TPB sanctions on the cards for data law non-compliance
The Tax Practitioners Board (TPB) has announced that tax practitioners who fail to comply with new data laws may face significant sanctions, including possible termination of registration.
New privacy laws, the Notifiable Data Breaches (NDB) scheme, came into effect on 22 February, requiring entities, agencies, and organisations to provide notice to the Office of the Australian Information Commissioner (OAIC) and impacted individuals in the event of a data breach.
The NDB scheme has significant application to tax professionals as it covers tax file number (TFN) recipients in relation to their handling of TFN information.

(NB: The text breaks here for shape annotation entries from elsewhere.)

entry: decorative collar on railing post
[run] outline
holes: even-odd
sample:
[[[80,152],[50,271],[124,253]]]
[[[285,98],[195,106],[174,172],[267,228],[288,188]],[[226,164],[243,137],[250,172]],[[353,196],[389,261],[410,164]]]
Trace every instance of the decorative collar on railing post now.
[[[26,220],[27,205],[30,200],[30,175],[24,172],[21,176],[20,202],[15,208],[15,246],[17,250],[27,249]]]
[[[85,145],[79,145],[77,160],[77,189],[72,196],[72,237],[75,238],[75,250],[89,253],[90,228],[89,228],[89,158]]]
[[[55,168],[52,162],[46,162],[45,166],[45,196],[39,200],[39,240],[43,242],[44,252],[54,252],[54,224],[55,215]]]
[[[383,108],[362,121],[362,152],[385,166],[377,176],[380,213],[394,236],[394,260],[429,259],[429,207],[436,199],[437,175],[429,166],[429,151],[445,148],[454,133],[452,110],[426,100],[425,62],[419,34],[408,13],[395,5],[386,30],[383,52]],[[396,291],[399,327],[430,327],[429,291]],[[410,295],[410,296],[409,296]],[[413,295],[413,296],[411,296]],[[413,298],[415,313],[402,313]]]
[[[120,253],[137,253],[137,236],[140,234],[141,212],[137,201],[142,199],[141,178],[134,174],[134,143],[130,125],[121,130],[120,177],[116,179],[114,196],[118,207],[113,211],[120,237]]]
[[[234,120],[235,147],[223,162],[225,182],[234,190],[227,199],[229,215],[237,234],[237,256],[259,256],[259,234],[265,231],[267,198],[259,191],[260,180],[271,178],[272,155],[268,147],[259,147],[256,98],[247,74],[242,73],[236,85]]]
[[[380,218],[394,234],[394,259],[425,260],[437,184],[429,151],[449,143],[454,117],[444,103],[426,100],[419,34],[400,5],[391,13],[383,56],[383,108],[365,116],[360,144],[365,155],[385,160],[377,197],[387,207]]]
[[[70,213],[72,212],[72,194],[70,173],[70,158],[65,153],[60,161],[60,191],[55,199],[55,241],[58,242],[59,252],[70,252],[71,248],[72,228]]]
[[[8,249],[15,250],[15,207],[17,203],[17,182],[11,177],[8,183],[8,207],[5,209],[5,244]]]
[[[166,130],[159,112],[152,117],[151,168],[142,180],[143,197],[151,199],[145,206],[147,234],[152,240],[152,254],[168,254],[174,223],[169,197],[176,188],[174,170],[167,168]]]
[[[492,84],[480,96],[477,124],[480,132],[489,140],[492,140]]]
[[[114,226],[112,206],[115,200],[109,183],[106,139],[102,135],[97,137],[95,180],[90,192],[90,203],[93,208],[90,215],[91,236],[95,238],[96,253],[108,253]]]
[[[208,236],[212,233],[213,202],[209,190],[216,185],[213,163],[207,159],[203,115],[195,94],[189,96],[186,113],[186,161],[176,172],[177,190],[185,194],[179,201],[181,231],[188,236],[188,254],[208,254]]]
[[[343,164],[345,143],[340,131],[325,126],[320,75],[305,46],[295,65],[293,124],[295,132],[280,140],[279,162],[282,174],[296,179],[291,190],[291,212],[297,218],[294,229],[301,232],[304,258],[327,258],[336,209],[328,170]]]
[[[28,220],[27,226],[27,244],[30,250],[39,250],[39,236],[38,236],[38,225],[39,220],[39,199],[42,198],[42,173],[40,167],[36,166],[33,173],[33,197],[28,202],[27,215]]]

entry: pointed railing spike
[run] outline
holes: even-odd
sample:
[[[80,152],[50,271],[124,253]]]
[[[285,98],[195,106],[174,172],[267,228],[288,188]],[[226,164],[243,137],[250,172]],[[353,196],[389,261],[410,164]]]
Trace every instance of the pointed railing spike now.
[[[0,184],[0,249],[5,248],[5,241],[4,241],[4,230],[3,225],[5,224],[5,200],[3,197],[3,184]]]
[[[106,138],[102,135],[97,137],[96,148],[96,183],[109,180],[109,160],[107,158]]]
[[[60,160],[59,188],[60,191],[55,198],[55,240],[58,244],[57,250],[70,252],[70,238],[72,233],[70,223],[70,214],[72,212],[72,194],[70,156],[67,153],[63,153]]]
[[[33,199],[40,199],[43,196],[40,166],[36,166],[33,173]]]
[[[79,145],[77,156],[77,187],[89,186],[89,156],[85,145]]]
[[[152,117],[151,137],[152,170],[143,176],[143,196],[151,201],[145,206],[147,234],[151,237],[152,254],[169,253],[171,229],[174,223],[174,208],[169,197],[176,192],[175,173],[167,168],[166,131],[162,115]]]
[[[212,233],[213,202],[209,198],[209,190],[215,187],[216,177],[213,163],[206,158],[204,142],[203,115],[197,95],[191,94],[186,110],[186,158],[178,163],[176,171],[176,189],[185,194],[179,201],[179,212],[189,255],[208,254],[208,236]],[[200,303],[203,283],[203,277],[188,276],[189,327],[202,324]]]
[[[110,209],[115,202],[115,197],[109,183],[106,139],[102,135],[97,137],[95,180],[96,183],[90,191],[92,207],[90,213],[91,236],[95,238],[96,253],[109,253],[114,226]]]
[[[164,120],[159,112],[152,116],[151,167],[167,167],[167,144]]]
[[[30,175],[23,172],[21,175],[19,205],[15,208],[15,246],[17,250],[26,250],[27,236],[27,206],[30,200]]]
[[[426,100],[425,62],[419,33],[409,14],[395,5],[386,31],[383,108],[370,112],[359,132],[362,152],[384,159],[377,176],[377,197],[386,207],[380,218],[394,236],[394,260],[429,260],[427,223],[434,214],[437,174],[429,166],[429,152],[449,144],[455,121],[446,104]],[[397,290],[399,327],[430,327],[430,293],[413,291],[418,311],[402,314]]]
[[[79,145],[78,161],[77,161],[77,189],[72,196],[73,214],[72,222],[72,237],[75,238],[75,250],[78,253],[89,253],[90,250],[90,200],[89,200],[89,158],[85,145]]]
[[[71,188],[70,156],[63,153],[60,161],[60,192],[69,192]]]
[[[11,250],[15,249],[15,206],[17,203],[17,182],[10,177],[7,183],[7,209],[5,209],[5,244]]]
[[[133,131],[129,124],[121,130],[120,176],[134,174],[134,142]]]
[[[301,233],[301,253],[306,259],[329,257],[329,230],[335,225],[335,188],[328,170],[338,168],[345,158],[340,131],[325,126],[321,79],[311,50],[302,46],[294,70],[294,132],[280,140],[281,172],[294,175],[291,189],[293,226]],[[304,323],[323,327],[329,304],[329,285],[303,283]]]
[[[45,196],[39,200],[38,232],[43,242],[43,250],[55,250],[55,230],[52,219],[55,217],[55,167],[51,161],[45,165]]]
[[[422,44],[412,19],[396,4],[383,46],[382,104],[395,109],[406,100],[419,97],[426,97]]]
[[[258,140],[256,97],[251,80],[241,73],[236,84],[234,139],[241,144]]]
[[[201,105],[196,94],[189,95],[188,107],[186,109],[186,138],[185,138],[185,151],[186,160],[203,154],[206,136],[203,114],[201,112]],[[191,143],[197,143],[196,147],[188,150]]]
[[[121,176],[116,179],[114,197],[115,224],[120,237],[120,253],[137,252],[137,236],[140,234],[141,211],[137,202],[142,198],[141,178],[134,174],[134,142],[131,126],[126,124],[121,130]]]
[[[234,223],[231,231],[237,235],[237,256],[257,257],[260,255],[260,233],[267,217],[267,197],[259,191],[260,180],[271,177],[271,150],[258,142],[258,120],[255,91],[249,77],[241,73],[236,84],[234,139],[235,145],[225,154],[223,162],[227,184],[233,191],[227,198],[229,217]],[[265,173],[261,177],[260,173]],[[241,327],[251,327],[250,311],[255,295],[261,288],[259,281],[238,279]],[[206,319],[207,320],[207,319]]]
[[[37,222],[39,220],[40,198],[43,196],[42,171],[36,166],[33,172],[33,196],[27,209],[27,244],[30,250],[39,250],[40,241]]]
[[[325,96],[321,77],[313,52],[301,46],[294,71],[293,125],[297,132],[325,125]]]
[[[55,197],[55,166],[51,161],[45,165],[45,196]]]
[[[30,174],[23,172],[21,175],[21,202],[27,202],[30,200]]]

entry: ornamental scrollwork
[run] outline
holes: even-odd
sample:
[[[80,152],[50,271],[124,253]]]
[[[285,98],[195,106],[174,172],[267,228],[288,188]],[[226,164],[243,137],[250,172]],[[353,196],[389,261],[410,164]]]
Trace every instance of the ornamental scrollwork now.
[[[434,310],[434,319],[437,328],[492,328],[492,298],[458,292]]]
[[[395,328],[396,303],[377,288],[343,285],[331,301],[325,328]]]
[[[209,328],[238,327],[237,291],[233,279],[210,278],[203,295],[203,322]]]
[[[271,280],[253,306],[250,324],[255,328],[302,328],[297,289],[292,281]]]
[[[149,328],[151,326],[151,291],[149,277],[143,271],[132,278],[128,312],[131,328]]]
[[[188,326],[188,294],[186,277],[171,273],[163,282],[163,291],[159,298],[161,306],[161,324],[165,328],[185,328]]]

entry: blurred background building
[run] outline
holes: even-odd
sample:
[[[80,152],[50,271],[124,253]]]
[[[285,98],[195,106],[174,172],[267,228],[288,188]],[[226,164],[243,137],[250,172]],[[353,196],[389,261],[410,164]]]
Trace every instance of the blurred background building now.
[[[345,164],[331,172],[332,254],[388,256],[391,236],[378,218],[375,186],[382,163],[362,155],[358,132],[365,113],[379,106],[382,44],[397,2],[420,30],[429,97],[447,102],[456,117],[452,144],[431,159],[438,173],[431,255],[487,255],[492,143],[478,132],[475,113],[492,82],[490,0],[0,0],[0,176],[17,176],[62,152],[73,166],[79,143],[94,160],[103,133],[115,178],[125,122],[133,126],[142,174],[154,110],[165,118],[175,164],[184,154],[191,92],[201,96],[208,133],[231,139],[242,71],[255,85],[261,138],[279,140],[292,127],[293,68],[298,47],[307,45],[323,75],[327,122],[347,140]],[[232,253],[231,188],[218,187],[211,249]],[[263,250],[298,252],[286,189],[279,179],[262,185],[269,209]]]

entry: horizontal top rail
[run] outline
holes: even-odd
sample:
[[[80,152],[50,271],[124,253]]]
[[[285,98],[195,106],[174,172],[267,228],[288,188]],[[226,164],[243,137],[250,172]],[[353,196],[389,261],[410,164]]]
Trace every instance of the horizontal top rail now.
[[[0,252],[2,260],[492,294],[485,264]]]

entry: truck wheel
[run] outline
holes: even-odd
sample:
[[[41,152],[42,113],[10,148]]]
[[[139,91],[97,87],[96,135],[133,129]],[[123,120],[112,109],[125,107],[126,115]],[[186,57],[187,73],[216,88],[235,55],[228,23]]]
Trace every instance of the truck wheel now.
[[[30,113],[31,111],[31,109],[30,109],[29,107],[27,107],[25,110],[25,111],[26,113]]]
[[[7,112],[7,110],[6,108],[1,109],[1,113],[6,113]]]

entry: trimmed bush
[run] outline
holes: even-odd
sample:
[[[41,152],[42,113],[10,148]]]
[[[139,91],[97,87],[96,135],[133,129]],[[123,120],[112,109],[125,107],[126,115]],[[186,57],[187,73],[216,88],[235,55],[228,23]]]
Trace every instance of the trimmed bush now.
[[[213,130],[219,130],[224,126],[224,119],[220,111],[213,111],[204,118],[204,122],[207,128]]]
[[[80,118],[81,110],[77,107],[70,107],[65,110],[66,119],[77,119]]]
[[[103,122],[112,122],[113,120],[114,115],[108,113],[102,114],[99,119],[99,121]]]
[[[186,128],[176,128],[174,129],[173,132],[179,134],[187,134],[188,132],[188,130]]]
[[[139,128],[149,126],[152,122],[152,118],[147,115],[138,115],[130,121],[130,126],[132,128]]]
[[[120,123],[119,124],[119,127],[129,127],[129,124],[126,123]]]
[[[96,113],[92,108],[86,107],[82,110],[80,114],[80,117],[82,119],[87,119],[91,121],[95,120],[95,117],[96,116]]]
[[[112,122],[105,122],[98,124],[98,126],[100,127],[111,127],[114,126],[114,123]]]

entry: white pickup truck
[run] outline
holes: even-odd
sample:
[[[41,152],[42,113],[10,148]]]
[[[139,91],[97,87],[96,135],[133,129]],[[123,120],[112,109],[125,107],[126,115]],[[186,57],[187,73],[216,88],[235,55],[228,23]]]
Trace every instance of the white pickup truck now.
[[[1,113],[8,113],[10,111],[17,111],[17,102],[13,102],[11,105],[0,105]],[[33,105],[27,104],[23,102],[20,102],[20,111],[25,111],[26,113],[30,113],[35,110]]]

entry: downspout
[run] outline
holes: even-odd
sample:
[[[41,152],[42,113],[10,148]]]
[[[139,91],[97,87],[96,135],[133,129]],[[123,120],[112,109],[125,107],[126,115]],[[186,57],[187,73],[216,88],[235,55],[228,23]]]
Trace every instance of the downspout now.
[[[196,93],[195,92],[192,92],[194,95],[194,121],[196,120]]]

Examples of a data breach may include data or records containing customers’ personal information being lost or stolen, a database containing personal information getting hacked, a cyber-attack resulting in personal information being disclosed, and personal information mistakenly provided to the wrong person.
While the TPB does not administer the new provisions, it has announced that tax practitioners who fail to comply with the NDB scheme will face possible sanctions from the body, on top of severe penalties issued by the OAIC.
“If tax practitioners fail to comply with the new NDB scheme there may be implications in relation to the Tax Agent Services Act 2009 (TASA),” the TPB said in a statement.
“Such a failure may be considered by the TPB in determining whether you have breached the TASA, including the Code of Professional Conduct (Code).
“If a practitioner has been incompetent or reckless regarding IT controls, and this has resulted in a breach of confidentiality because of a cyber incident, the TPB may impose one or more administrative sanctions for breach of the Code.”
According to TASA, the TPB may issue a written caution, issue an order, suspend a registration, or terminate a registration, for failure to comply with the Code of Professional Conduct.
Institute of Public Accountants execute general manager Vicki Stylianou said accountants needed to ensure they had robust procedures and systems in place to comply with the new provisions.
“The objective of the legislation is to try and get people to be more proactive about their security and to take their data security more seriously so the IPA is looking from the three perspectives of raising awareness, what your obligations are, and then actually being proactive and doing something about it if you haven’t already,” said Ms Stylianou.